A squall came through a little while later and the wind built to almost twenty. That's way more than I like while the spinnaker is up, but getting it down alone is a huge ordeal in those winds, so I just steered dead downwind for a bit to lessen its intensity and held on for a fifteen-minute gallop until the cell passed and the wind dropped back into comfortable single digits.
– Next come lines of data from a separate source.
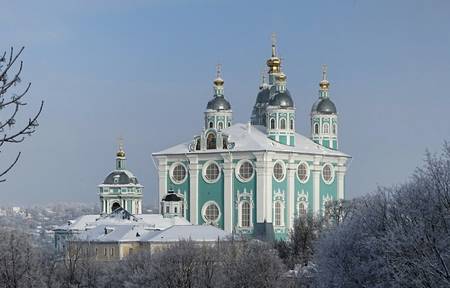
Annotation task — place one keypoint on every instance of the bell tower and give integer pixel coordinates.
(324, 121)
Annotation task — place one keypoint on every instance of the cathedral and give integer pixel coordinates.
(255, 178)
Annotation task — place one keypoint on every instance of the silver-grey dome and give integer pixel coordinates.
(282, 99)
(218, 103)
(122, 176)
(325, 106)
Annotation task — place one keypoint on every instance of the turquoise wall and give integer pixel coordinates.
(306, 187)
(241, 186)
(210, 192)
(184, 187)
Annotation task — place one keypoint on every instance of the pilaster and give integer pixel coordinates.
(340, 173)
(316, 170)
(194, 168)
(291, 192)
(162, 176)
(228, 191)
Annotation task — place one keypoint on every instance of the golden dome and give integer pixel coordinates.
(218, 81)
(282, 77)
(324, 84)
(121, 153)
(274, 64)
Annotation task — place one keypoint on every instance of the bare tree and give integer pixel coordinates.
(397, 237)
(11, 102)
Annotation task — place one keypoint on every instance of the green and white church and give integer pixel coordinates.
(256, 178)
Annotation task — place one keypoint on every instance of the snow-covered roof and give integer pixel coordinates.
(198, 233)
(156, 221)
(253, 138)
(142, 233)
(114, 233)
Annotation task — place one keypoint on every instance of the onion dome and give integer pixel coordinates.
(120, 153)
(218, 81)
(325, 106)
(172, 197)
(282, 99)
(120, 177)
(324, 84)
(281, 77)
(218, 103)
(263, 95)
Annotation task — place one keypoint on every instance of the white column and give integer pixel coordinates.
(268, 167)
(193, 189)
(316, 170)
(261, 187)
(291, 192)
(228, 192)
(340, 173)
(162, 177)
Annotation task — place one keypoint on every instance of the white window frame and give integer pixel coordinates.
(281, 213)
(332, 173)
(172, 167)
(238, 167)
(307, 172)
(284, 170)
(283, 120)
(204, 211)
(207, 163)
(274, 123)
(316, 131)
(240, 214)
(327, 130)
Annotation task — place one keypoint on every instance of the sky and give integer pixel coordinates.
(143, 70)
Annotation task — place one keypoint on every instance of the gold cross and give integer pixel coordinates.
(324, 71)
(218, 70)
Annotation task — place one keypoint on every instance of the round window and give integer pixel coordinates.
(327, 173)
(179, 173)
(212, 172)
(278, 171)
(211, 213)
(302, 172)
(246, 171)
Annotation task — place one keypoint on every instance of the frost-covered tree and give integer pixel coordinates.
(397, 237)
(11, 104)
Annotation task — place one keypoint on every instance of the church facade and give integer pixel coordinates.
(247, 178)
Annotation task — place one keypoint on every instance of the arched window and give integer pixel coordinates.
(211, 141)
(245, 214)
(272, 123)
(115, 206)
(197, 145)
(326, 128)
(278, 214)
(302, 209)
(211, 213)
(283, 124)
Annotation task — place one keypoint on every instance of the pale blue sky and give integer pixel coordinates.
(143, 70)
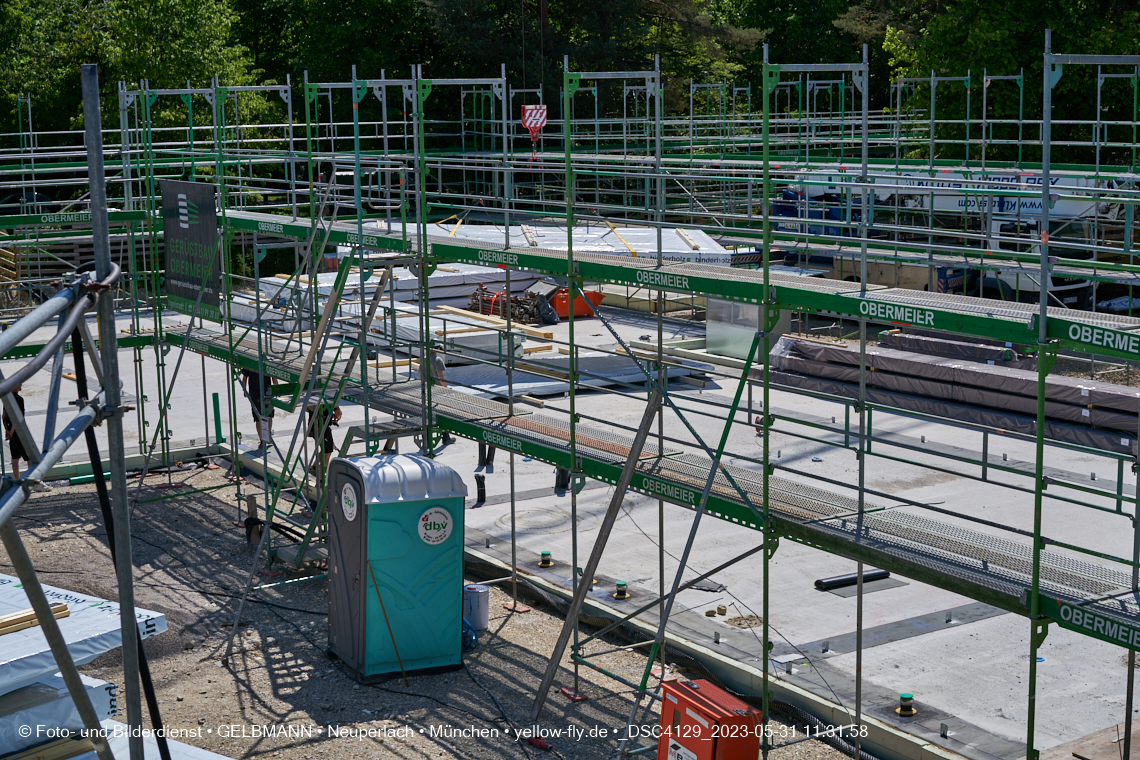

Birds and other boats were rare sights for much of the trip
Unlike sunsets and our own ship

When I woke Maryanne, all had been reduced to a gentle swaying downwind ride with the background hiss of our fast wake. That's the stuff! As we were doing weather/breakfast/emails, another shower arrived and the wind started to pick up again. I went on deck and studied it for a bit before assuring myself it was isolated and not part of a bigger system. I decided to do the same as that morning and turn downwind to ride it out. The wind got up to 22 knots and the boat to 13 before things started to calm down again. We were just sitting down to breakfast when there was a slow boom (if you can imagine such a thing). I looked at the spinnaker and saw only a triangle of sky framed by the sail's flapping hems. The main fabric had peeled away like a banana and fallen into the sea ahead of us like a big tongue. Damn!

It took us a while to wrestle the remains out of the water and stuff it into its bag. Now all we had left was normal sails. How boring.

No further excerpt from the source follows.